When I was first introduced to Arthur’s boyhood friends they called him ‘Whitey the Smasher.’ The ‘Whitey’ part I could understand because he had beautiful blond hair, but the ‘Smasher’ part I really couldn’t figure out. The mystery revealed itself soon enough on an expensive Oscar de la Renta gown. 

After a few ruined outfits I learned that at weddings and bar mitzvah celebrations I didn’t want to be sitting next to him at the table. It never failed. Whatever he was drinking I would be wearing on my clothes before the evening was over; wine, water, champaign, or coffee. Arthur, that handsome devil of mine, is a spiller, smasher and tripper. 


Case in point, several years ago we were at the Friars Club at an event and I had invited Janice Leiberman of the NBC Today Show to join us. I had done several segments for her on Florence Henderson’s morning program and we had become friends. My son and his wife just happened to be in town, also, and I thought she would enjoy meeting everyone. 

Janice arrived in a beautiful cream cashmere outfit that was as stunning as she was beautiful. Within an hour my husband had spilled red wine all over her expensive cashmere outfit. She spent the entire evening looking like a Pollock painting. I’m sure if it had been legal she would’ve killed my husband. 

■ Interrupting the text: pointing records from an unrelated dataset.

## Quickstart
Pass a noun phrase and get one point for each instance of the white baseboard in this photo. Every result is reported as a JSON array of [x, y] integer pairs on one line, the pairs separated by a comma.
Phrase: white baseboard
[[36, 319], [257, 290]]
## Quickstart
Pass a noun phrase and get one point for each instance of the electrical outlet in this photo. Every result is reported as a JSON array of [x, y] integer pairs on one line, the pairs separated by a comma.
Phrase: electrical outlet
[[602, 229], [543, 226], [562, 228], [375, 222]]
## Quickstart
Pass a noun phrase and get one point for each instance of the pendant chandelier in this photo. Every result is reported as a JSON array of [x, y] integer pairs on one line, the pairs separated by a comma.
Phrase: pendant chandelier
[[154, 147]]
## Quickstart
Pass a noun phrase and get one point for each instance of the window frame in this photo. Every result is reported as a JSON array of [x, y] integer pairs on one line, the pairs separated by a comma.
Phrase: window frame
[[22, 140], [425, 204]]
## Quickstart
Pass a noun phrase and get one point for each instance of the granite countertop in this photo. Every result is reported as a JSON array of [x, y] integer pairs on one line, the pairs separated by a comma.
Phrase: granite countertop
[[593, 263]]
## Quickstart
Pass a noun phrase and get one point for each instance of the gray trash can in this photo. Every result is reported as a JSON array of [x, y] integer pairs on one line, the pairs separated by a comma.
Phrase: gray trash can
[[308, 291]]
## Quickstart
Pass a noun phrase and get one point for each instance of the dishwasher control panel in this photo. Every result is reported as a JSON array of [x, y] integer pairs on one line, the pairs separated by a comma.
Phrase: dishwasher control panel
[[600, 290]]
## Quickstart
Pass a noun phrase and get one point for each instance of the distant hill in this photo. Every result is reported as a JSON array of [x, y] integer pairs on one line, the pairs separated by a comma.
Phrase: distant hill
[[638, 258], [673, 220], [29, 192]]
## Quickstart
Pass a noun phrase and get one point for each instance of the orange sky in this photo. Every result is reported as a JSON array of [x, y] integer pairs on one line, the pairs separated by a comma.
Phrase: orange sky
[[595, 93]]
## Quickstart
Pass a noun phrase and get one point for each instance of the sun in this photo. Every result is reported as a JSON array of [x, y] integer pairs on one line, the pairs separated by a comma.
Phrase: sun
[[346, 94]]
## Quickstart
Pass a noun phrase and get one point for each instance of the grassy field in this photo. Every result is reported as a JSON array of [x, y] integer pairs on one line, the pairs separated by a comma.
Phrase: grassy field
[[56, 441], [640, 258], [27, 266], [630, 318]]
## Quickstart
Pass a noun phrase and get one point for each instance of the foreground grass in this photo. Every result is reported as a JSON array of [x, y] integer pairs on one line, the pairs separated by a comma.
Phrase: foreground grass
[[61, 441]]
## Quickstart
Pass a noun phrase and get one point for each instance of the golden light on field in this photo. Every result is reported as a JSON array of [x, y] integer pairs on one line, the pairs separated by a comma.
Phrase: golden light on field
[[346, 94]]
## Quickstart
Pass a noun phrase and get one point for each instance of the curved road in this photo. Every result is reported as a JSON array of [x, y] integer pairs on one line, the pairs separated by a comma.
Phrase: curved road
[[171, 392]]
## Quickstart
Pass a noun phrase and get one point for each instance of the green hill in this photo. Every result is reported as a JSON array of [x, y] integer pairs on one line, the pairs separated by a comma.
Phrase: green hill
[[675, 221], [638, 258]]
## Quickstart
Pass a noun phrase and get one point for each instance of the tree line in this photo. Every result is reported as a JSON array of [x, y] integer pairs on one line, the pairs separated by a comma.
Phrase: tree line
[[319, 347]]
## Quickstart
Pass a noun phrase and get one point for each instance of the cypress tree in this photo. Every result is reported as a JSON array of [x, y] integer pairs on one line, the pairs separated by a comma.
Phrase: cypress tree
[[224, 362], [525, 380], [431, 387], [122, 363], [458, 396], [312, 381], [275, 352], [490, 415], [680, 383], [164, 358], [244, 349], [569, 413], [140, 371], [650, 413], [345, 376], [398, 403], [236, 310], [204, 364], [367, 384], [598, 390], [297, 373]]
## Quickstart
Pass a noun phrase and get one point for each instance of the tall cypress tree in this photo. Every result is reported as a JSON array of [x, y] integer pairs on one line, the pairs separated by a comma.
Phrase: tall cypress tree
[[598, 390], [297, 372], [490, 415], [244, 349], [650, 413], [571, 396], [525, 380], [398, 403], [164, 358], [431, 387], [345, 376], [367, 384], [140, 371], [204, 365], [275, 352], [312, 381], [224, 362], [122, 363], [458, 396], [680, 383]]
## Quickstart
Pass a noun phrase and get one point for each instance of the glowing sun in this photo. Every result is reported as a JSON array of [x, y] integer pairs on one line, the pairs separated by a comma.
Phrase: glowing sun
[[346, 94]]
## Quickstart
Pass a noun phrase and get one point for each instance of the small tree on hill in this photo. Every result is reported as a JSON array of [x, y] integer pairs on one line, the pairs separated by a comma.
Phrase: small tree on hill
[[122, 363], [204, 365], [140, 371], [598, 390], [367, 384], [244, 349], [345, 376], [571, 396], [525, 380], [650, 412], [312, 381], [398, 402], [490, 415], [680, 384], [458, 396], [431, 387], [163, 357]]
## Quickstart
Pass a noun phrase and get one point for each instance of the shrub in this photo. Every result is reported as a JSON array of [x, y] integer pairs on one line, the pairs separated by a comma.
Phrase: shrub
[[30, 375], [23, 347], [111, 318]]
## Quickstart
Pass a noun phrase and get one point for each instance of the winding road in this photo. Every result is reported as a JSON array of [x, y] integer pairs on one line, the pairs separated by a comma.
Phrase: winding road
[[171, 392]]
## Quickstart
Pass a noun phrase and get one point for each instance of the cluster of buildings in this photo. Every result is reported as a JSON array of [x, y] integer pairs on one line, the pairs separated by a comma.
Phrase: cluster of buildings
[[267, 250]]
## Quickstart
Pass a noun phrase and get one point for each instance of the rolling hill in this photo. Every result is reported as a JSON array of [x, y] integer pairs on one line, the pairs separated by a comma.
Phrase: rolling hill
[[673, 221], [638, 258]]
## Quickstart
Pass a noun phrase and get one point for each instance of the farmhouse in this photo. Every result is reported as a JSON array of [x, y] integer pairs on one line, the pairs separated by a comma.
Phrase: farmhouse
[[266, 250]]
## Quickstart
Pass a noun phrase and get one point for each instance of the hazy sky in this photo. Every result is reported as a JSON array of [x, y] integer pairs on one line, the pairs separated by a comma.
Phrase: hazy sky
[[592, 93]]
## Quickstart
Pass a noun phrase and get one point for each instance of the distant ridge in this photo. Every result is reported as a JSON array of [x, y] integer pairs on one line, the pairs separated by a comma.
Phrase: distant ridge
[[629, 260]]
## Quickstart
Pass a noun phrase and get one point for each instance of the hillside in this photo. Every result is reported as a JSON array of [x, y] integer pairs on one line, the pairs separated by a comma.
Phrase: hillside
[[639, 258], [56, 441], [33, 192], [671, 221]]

Arthur voluntarily has had brain studies done on him and nothing out of the order shows up. He just physically moves faster than his brain can register. His gray matter is trying to send him a message, but he is too busy to listen. He is a wired Type A personality who at 88 shows no slowing down. So mellow me is used to the ‘oops!’ bangs and crashes and the sound of another dish hitting the floor. It’s just the price I pay for finding a handsome and smart soulmate with a major case of the “Watch out!”-clumsy-dropsies. Hey! None of us are perfect.